Thursday, February 5, 2015


Our day in Kobe (January 31) was delightfully unpressured. There were nice things to see, but we didn’t feel the pressure of Tokyo and Kyoto where we had limited time and so many possibilities of things to see and do. The kids liked the sound of a cable car ride so we rode the elevated subway two stops and then walked the rest of the width of Kobe’s narrow coastal plain to its northern hills. There we rode up the mountain to a hilltop (400 meters above the city) herb garden and resort. Like the gardens at Kyoto’s imperial palace this would have been spectacular in a few months. As it was, we enjoyed the indoor greenhouses (more Valentine themed decorations) and winding our way down through the gardens (amidst snow flurries). 

For the second half of our walking descent we ventured off along the many mountain trails past Kobe’s drinking water reservoir and the lovely Nunobiki Falls. Part of the fun of these outings is that we often run into others from our ship. At the falls it was a student in one of my classes from Bosnia and another student we have enjoyed getting to know from Sumatra Indonesia. 

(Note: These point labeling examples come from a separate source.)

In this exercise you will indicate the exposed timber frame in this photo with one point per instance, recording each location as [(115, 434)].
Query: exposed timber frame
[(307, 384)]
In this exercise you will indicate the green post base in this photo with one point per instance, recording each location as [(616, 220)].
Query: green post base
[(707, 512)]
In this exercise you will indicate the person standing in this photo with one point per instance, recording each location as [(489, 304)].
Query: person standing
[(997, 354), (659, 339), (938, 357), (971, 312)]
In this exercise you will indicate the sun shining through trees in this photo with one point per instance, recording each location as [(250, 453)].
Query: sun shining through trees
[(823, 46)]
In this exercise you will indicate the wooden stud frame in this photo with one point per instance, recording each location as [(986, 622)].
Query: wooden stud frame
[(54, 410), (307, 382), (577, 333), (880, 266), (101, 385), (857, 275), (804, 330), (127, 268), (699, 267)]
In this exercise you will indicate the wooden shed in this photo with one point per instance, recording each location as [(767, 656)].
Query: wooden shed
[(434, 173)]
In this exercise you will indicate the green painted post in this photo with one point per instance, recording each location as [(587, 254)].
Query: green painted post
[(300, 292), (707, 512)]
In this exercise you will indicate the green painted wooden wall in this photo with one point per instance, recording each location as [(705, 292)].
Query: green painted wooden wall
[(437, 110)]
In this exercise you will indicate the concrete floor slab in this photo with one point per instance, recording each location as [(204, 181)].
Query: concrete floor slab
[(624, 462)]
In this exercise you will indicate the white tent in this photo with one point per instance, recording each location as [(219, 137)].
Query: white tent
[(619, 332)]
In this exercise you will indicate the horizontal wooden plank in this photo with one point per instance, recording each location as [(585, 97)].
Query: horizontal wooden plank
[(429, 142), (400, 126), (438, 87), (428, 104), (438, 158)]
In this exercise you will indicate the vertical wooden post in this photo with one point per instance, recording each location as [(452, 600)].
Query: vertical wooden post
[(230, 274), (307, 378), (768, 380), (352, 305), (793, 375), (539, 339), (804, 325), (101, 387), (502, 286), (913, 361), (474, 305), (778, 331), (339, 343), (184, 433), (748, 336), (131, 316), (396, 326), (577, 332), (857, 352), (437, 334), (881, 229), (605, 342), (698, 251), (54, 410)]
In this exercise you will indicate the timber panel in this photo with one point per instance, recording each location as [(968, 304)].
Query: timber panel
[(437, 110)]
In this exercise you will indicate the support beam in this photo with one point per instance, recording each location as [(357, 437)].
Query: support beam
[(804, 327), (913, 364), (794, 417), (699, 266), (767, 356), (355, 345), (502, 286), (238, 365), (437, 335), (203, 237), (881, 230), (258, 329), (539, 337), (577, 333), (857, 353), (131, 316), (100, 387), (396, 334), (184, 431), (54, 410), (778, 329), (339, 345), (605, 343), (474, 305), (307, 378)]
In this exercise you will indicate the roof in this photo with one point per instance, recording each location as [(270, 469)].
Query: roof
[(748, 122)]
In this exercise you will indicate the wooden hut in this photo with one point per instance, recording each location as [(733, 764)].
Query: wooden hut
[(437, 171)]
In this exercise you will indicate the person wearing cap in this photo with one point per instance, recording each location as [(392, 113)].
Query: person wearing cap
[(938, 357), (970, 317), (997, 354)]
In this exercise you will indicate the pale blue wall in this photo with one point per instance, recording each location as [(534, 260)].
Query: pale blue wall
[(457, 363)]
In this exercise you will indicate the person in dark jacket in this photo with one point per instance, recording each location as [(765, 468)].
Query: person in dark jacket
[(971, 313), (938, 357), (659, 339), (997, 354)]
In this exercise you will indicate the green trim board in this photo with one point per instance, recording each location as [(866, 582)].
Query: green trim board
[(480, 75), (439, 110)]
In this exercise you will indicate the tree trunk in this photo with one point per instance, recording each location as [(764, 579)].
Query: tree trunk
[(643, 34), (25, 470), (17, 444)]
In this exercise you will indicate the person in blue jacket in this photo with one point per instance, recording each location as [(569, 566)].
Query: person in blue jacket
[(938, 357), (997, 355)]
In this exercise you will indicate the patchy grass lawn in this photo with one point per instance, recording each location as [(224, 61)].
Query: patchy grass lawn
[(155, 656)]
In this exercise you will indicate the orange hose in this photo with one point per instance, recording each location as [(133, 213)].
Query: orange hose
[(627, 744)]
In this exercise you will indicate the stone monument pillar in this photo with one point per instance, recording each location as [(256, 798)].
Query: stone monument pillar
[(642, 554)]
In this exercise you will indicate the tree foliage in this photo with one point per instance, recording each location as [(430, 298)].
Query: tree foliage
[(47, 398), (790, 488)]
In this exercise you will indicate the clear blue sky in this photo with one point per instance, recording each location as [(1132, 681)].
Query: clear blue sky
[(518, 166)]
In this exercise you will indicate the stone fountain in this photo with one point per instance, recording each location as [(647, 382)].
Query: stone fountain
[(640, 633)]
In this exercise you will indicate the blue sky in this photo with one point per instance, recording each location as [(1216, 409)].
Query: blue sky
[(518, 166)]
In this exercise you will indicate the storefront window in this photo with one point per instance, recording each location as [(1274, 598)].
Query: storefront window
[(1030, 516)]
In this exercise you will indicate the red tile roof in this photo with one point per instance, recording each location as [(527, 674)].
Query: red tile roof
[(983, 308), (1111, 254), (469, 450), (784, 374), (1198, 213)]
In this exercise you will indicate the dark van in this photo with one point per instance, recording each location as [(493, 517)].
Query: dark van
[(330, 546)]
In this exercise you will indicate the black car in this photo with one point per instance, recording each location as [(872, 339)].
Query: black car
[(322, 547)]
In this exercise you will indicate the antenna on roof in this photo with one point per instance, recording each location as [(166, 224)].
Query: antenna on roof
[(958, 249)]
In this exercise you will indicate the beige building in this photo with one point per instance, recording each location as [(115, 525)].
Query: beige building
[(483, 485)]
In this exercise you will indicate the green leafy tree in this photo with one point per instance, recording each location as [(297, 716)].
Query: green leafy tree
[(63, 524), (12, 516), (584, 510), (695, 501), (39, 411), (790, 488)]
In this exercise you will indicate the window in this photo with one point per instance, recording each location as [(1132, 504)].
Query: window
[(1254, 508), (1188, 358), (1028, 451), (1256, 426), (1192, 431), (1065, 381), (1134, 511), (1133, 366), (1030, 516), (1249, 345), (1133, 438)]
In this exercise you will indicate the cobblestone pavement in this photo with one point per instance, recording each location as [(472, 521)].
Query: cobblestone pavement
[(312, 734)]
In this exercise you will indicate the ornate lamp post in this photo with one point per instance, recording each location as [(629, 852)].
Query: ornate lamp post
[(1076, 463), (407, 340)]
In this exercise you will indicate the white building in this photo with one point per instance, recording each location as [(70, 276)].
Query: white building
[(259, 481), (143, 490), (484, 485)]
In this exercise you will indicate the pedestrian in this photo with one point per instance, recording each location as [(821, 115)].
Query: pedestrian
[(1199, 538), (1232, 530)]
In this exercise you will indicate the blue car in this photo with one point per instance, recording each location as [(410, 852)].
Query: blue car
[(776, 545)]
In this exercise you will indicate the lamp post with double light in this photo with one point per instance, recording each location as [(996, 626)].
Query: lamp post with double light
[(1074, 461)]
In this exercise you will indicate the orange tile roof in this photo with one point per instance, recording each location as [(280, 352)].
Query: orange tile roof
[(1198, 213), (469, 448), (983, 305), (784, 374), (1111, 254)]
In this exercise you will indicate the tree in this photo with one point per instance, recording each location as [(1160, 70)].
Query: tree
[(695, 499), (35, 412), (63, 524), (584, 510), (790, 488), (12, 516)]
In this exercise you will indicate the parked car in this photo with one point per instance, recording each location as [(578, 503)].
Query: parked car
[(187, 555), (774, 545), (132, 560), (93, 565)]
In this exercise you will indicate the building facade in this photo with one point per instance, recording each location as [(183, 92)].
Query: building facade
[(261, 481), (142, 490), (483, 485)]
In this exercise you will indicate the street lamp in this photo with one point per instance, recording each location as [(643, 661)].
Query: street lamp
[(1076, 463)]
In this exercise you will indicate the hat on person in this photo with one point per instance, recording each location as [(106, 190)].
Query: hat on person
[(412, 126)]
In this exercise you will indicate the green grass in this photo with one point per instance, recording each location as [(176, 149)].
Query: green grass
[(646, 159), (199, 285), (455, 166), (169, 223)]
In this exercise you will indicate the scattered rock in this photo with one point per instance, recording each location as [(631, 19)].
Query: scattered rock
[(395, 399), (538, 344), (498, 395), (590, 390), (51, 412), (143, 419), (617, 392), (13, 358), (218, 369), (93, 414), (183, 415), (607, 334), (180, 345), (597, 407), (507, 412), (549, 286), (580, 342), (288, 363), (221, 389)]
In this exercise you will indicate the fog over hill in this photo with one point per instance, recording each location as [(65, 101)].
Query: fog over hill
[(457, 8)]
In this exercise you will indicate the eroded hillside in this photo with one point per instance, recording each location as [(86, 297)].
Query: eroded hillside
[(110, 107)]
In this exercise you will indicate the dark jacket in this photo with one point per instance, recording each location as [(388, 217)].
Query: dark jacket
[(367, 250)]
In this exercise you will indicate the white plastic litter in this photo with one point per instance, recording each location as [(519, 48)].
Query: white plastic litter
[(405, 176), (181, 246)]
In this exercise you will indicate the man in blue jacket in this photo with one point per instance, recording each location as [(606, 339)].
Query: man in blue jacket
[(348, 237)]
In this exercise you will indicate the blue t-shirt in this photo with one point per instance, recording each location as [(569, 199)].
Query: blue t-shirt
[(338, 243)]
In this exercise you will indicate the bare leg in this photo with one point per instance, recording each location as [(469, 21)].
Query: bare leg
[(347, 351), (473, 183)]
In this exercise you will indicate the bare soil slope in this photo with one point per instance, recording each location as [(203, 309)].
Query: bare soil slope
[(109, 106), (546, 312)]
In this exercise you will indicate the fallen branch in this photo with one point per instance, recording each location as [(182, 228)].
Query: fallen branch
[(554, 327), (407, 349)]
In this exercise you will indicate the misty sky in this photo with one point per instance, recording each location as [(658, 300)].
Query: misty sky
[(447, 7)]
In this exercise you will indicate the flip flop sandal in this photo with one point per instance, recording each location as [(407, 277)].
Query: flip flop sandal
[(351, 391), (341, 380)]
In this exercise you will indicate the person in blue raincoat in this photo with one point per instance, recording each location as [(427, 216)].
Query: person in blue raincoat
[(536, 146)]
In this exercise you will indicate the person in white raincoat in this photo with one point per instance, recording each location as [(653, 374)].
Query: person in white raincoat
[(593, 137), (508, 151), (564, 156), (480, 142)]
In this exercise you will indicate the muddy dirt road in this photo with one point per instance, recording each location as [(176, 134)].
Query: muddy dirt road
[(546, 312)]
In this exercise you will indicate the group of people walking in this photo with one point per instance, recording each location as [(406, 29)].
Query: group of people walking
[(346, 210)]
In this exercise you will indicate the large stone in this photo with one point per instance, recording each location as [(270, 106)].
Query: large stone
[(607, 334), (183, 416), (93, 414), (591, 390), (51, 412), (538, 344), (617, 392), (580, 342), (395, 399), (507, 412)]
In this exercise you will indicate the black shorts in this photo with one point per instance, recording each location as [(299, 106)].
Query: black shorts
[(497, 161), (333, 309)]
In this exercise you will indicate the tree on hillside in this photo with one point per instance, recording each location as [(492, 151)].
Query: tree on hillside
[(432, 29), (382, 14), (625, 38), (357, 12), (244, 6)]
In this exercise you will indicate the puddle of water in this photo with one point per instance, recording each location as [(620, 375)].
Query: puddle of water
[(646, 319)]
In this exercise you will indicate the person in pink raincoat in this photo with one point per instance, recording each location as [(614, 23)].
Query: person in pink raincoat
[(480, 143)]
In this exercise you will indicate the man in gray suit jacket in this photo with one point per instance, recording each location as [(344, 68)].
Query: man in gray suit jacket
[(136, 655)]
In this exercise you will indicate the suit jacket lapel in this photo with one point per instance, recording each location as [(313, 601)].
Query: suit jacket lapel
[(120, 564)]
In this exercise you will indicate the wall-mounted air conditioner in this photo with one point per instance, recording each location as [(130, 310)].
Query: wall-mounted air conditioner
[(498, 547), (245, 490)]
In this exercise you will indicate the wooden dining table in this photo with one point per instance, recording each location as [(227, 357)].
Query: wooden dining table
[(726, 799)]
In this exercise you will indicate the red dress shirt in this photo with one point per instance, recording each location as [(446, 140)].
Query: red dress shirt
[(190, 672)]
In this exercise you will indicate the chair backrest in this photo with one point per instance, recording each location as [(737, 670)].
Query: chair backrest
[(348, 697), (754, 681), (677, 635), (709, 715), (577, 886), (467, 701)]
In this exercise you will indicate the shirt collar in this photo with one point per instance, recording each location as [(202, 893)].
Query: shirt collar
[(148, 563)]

Once down the mountain we set out to find lunch of sushi. I do not seek after sushi, but it was a must do in Japan. Everyone agreed—and everyone liked it. We started out with tame omelet sushi and cucumber rolls along with grilled salmon and grilled eel. Surprisingly the grilled eel was the favorite which necessitated a follow up order. Everyone but Marie also tried the raw salmon and/or raw tuna. The second order of raw tuna had wasabi which caught Joel off guard. His initial response was to spit it out but he toughed it out and ate it all. Sarah joined me in trying grilled octopus. They were small enough for one big adult bite, but Sarah’s mouth missed a tentacle so we all laughed as her eyes widened while chewing with one tentacle hanging out of her mouth. Chopstick ability improved with each piece of sushi. It takes practice to dip the hand formed rice loaf and top layer of fish in soy sauce and get it too ones mouth all in one piece.

We then walked through more of downtown Kobe towards the water front. There we saw a monument to the 1995 earthquake and the reconstruction of the heavily damaged harbor area. We then visited the Harbor Land mega mall. Throughout our Japan stay we had been keeping our eyes open for a Pokeman store. We had hoped Kobe would have one, but unfortunately it did not. The mall had a ToysRus store, so Marie had the great idea to check there. Wallah, it had one aisle dedicated to Pokeman stuff. Joel and Will each found some fun souvenirs. It was Saturday and the store was packed with young families with their children. The current demography of Japan is that of an aging society where many choose not to marry or not to have children. ToysRus did not represent that demographic reality at all. Nor did the crowded food court and our next stop of Baskin Robbins—delicious ice cream ordered and served in an amazingly efficient manner to a long line of patrons. Our final stop in the mall was a grocery store for between meal snacks on the ship—chocolate was the common denominator for most of what we bought. We then walked back laong the water front to our ship. We arrived with 1 ¼ hours to spare before the on-board deadline. Unfortunately, there were hundreds of others a head of us, which meant we finally were able to board with two minutes to spare before being penalized with one hour of delayed departure next port for every 1-15 minutes you board late. The slow up was a laborious security check to make sure that no-one smuggled in alcohol (students always try which means all water bottles must be emptied) or dangerous items (a samurai sword was hidden in one student’s pants).

We set sail at 20:00 with a drumming send off and blue search lights shining. On the hill was a lit sign of Kobe and an anchor.